After pounding Central America, Tropical Storm Nate set to hit US

Sean Gardner/Getty Images(NEW YORK) – A tropical storm that killed at least 22 people in Central America is forecast to strengthen into a hurricane over the weekend before roaring ashore in New Orleans.

Hurricane watches and warnings were already in effect for coastal areas of four southeastern U.S. states. The region includes metropolitan New Orleans, where a hurricane watch has been issued, according to the National Hurricane Center.

Louisiana Gov. John Bel Edwards declared a state of emergency on Thursday as his state braces for a direct hit.
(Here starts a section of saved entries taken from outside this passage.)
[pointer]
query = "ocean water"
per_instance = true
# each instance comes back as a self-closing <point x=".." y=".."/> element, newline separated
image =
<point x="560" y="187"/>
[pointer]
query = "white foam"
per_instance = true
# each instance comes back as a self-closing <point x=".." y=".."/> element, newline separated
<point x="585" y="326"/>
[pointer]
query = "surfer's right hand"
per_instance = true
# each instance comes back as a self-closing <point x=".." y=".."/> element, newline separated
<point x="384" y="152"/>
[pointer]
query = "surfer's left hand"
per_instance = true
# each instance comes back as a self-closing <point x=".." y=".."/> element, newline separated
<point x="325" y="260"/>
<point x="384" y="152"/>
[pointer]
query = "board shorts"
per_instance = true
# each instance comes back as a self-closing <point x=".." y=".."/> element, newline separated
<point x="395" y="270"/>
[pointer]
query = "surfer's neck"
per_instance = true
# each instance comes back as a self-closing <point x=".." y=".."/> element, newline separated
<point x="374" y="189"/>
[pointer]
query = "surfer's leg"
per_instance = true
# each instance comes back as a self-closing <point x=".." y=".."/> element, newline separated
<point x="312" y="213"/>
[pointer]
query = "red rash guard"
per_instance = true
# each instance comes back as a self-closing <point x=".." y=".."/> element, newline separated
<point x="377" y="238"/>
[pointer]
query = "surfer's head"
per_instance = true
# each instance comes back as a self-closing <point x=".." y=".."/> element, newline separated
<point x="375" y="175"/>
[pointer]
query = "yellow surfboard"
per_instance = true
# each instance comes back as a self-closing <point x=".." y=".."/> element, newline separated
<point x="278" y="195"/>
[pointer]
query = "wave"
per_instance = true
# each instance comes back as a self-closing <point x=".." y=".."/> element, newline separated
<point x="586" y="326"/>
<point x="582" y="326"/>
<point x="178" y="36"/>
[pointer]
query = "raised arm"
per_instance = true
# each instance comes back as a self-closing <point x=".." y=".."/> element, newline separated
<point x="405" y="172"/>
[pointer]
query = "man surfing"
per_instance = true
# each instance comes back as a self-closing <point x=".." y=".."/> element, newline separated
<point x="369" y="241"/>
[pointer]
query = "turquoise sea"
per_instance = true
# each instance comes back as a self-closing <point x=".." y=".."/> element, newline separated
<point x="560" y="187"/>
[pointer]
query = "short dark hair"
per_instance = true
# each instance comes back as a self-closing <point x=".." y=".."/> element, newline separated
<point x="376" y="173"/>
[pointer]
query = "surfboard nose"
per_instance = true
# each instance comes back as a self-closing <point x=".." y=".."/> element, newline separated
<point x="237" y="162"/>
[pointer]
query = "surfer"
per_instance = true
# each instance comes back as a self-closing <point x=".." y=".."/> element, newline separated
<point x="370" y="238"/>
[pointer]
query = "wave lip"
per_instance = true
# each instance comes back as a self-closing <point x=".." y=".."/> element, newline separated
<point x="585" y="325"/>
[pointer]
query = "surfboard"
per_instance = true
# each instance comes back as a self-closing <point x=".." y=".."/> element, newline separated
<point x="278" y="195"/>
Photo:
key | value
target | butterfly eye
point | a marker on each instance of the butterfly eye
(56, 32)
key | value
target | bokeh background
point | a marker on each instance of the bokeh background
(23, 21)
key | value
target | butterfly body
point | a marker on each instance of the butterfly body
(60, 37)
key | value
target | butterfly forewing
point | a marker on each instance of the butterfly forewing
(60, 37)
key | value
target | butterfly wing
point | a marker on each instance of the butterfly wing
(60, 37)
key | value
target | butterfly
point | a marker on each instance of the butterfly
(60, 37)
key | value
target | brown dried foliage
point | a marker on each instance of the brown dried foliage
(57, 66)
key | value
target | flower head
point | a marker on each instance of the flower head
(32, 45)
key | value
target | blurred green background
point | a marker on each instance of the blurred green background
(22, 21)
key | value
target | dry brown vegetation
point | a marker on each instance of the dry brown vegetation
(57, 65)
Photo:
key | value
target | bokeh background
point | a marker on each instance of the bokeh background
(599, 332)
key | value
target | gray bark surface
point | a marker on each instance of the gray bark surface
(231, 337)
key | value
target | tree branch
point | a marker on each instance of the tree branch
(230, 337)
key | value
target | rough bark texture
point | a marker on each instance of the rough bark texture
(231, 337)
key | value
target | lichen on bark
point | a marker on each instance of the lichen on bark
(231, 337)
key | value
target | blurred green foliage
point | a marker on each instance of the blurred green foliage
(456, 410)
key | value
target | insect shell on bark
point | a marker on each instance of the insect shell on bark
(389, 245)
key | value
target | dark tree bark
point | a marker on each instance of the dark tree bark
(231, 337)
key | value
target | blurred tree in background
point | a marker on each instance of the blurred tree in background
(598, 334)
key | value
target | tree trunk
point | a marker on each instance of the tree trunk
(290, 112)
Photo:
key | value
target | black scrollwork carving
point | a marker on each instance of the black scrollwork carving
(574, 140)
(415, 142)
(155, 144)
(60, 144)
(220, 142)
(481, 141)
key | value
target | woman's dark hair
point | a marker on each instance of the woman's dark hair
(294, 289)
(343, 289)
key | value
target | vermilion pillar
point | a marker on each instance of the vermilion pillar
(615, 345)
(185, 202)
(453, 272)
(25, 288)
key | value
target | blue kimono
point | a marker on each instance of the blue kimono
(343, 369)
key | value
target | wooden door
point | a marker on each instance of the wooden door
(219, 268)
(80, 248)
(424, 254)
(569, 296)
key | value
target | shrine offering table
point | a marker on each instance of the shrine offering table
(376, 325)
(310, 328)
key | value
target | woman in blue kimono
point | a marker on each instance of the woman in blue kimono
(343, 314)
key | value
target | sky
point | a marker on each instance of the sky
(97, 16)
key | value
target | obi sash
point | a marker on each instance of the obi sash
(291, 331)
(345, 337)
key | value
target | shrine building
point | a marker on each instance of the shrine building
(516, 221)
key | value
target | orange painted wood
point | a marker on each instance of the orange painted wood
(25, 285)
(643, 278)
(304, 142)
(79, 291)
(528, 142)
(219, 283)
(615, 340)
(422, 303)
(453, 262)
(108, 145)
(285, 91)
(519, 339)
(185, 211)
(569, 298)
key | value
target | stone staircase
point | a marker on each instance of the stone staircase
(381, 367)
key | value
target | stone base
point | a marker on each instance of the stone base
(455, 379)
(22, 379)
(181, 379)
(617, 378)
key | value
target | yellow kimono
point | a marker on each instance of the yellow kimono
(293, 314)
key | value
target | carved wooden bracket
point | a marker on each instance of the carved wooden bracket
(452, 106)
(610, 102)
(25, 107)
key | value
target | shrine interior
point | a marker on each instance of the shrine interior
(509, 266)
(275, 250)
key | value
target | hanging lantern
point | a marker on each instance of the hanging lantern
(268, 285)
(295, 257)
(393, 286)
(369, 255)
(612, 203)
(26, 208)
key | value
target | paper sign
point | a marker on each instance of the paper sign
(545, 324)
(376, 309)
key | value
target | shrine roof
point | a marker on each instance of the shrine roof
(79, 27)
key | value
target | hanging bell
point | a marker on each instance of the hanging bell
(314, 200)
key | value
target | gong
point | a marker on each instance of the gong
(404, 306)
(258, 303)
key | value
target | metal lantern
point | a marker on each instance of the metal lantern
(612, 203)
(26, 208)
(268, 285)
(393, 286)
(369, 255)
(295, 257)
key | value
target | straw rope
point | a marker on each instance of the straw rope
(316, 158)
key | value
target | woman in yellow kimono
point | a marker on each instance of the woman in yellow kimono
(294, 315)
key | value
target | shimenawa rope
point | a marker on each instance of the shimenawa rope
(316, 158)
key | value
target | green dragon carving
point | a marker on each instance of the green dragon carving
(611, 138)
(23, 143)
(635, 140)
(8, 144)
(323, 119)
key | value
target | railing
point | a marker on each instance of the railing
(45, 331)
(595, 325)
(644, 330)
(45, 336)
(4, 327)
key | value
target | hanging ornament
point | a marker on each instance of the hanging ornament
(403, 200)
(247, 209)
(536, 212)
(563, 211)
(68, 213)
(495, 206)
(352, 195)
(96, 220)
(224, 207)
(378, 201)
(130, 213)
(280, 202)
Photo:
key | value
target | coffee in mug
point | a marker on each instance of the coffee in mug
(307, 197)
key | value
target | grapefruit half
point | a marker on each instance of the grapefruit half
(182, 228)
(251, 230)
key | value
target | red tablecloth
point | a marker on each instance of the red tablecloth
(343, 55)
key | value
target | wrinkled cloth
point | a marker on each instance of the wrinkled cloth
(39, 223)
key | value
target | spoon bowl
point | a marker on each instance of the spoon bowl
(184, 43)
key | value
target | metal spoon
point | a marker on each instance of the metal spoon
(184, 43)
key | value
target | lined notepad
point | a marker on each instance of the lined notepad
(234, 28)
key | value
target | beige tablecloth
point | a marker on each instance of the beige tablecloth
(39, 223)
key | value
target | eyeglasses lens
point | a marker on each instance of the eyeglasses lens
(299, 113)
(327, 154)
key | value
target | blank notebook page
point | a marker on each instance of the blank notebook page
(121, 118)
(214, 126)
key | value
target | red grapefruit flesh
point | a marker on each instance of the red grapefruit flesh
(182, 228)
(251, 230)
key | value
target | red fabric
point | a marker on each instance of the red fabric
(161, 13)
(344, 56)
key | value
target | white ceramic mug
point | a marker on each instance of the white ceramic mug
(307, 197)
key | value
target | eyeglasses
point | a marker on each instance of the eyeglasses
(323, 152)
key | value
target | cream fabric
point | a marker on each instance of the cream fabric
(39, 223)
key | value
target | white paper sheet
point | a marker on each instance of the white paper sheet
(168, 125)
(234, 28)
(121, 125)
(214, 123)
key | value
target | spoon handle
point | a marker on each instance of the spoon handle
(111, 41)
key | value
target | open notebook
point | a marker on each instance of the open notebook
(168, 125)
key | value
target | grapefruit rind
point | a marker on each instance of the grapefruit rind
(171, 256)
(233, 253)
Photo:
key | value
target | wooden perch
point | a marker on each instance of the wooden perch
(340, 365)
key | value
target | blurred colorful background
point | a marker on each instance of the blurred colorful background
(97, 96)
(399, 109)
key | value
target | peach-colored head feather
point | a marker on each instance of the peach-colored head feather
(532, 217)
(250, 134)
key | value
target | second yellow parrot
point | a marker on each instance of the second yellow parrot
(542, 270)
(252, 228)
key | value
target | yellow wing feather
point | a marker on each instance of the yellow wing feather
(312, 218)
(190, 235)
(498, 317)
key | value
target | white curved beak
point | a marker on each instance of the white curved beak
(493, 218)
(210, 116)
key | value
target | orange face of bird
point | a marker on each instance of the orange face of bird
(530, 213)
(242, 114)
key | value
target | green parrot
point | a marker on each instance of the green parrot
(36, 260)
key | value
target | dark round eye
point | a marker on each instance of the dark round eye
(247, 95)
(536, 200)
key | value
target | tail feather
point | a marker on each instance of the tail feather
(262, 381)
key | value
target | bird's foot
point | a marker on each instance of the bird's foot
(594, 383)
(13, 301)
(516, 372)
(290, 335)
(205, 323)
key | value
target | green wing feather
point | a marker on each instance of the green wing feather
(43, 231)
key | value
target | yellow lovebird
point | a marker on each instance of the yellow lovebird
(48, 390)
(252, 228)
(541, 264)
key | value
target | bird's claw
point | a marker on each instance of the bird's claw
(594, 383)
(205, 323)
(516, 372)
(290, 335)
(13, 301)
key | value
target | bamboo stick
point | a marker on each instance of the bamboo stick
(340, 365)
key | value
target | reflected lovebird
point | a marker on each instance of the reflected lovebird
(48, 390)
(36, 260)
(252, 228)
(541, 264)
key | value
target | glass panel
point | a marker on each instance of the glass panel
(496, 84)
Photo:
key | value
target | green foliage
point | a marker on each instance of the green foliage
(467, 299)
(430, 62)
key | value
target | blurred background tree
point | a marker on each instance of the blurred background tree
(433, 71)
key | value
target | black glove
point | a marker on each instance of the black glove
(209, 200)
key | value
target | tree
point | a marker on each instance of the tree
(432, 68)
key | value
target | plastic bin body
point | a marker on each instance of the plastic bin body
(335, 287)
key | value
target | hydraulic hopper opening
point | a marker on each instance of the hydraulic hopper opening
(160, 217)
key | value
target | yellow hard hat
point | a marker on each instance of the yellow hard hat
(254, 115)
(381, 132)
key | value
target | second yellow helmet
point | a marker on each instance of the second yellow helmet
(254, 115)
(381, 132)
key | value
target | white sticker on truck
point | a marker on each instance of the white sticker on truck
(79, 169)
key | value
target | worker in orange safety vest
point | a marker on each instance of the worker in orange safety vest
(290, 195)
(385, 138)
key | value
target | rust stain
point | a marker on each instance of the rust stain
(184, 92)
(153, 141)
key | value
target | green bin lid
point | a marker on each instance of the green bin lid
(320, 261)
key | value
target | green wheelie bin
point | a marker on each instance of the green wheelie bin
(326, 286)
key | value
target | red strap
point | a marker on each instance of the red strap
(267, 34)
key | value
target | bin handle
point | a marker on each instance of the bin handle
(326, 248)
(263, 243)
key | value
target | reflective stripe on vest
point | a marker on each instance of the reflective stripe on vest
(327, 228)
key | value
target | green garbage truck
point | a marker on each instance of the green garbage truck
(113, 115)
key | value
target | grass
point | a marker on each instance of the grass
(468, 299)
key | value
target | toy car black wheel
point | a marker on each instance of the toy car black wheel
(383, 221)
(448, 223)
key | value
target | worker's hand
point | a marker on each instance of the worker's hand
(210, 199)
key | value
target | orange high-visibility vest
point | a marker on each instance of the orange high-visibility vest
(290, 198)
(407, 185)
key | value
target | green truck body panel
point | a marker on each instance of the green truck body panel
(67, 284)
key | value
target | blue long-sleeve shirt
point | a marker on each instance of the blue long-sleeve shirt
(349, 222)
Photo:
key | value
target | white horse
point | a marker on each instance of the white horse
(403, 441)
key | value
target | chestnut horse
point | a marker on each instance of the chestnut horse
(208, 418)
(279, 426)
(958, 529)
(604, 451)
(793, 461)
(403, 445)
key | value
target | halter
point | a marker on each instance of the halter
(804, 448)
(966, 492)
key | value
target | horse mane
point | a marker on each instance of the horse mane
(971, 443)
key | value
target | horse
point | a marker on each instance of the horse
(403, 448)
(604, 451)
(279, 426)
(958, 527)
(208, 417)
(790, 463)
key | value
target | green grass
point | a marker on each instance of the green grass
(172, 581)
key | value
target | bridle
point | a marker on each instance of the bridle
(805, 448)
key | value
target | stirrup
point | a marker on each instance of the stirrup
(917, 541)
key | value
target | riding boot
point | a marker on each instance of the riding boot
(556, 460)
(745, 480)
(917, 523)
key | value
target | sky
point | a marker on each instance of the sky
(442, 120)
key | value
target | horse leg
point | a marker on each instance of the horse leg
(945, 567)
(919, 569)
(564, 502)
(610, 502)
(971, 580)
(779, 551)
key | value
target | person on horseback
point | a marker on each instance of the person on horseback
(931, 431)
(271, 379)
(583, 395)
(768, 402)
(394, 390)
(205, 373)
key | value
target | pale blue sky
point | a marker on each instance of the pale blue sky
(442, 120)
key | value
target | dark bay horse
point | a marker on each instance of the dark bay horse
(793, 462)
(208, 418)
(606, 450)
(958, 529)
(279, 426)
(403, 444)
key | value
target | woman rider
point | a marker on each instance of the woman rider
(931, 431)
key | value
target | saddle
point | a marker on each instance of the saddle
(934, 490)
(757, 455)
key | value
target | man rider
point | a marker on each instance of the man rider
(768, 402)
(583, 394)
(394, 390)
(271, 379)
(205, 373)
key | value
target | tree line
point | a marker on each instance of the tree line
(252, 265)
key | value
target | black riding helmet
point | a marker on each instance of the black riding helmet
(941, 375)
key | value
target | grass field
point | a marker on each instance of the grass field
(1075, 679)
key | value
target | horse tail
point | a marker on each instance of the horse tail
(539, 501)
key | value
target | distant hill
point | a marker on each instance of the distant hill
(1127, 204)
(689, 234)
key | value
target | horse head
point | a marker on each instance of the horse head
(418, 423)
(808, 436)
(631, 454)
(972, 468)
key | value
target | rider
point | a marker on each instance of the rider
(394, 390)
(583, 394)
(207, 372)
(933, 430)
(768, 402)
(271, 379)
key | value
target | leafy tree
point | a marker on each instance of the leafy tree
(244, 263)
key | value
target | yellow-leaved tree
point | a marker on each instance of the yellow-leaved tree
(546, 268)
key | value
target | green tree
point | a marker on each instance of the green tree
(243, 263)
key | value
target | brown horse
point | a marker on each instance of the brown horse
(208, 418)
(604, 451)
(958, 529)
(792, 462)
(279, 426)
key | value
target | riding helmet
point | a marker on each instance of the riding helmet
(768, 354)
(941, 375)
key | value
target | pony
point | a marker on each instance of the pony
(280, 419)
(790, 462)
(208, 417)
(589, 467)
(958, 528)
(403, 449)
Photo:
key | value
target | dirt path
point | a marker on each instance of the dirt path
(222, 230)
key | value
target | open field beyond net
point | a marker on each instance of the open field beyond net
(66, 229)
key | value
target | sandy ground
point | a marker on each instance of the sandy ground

He mobilized 1,300 National Guard troops, with 15 going to New Orleans to monitor the troubled pump and drainage system there.

New Orleans Mayor Mitch Landrieu declared a state of emergency for the city ahead of the storm's approach. Landrieu warned that the areas outside of the levee protection system could see a 3 to 6 foot storm surge.

Landrieu said officials are working "around the clock" to repair all power and pumps for the city's drainage system, which is grappling with flooding from recent rains. As of Thursday afternoon, 108 of the city's 120 pumps were working, the mayor said.

St. Bernard Parish, located southeast of New Orleans, also declared a state of emergency and issued a mandatory evacuation for residents outside of the levee system.

So far, the Atlantic has seen five major hurricanes (Category 3 or higher) during the 2017 season, two short of the record set in 2005, when seven major hurricanes hit.

The new weather system, dubbed Nate, strengthened into a tropical storm in the western Caribbean Sea near Nicaragua on Thursday morning. It pounded Central America with rain heavy, causing deadly flash floods and mudslides. Some areas could see up to 15 inches of rain through the weekend, according to the National Hurricane Center.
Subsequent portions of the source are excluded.